In a nutsell the story is about vintage clothing store owner Iris Lockhart finding out that she has a great aunt named Esme Lennox she didn’t know about. More startling to Iris than the fact that no one in her family had ever mentioned this great aunt, Esme has spent the past 60 years in a mental health facility. But Iris’ incredulity is stretched to the limit with the knowledge that she is Esme’s only blood relative still alive. After some hesitation, Iris starts to do the right thing and takes responsibility for Esme.
I wanted this to be a warm, uplifting story of the the two women discovering themselves as they discovered each other. And especially to see Esme discover the real world after 60 years of incarceration.But alas, this tale is a shade or two darker than that. I won’t say more about the plot so as not to spoil it for anyone.
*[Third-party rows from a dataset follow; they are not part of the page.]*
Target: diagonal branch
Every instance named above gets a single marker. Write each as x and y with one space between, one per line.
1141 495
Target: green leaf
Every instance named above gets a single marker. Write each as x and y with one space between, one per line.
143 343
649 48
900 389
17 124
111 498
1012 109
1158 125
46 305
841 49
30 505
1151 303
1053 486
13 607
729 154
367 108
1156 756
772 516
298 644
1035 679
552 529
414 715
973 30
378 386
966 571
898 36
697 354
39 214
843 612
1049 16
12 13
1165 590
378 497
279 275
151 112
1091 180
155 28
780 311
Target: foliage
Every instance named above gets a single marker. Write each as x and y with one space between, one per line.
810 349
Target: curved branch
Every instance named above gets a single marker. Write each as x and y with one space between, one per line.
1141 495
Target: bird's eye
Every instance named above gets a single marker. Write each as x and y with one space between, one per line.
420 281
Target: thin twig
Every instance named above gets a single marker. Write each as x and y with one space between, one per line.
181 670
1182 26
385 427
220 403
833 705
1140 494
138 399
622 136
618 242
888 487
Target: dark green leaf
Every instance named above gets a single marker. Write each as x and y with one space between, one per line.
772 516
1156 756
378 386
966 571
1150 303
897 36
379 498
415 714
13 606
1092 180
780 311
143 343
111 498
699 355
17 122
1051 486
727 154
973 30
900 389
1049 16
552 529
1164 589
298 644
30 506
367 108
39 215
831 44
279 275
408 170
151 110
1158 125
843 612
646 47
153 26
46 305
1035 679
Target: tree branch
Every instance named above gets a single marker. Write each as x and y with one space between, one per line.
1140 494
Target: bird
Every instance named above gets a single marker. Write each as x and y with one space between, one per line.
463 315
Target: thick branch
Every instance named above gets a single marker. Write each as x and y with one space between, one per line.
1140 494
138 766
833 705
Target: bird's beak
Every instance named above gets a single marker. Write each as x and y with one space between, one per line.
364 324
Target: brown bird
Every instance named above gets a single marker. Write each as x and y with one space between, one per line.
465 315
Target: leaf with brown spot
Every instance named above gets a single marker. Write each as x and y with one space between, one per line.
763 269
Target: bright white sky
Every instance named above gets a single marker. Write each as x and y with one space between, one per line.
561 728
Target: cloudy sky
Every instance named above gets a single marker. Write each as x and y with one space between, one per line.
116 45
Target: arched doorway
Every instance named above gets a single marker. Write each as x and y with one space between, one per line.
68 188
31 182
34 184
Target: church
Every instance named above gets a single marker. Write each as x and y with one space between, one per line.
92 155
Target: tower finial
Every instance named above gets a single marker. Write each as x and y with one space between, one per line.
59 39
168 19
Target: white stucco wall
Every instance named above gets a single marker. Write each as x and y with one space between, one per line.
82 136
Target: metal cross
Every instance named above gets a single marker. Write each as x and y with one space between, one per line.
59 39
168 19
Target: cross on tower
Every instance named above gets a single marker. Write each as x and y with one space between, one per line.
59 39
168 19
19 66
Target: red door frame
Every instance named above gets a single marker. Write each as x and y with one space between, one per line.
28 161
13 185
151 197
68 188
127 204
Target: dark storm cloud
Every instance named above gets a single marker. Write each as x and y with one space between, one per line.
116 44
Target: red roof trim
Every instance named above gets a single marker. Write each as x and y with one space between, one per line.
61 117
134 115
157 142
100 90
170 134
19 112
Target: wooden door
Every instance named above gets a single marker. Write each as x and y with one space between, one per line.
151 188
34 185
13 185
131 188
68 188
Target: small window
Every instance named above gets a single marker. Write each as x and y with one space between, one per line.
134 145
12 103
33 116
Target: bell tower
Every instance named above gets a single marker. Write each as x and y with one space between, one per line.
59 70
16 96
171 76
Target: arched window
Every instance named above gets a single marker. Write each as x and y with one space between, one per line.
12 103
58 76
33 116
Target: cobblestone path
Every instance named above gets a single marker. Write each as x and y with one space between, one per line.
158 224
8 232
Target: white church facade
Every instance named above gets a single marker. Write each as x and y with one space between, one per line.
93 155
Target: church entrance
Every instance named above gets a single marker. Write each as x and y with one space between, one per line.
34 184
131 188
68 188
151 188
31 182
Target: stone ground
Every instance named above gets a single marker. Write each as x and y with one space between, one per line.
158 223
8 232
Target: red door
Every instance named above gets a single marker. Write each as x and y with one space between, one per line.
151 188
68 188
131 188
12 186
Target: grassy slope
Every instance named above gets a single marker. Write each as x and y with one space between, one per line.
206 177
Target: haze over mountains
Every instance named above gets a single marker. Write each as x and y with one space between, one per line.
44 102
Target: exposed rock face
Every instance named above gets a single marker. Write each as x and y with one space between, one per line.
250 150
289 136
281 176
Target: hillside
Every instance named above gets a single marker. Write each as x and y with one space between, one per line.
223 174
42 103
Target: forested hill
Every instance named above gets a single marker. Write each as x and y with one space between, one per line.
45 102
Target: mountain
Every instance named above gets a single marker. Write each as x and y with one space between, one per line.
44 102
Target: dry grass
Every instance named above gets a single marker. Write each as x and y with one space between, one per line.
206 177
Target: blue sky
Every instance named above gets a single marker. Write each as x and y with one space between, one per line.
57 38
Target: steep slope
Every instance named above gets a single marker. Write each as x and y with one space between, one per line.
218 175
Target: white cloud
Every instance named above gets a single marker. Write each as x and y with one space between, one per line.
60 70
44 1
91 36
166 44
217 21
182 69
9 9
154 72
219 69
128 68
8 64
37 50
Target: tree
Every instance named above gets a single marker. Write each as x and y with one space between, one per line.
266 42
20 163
(For about seven years now, I have been associated off and on (and most recently back on) with the redevelopment of a large, disused, historic mental health facility campus. Some aspects of TVAEL really made me stop and think about the thousands of souls, both sane and insane, who have lived there).
I enjoyed reading the book and it certainly gives food for thought. But in the end I think my expectations about the book’s plot got the best of me. I think TVAEL is probably a better book than The Distance Between Us from a literary standpoint, but I enjoyed the latter much more than the former.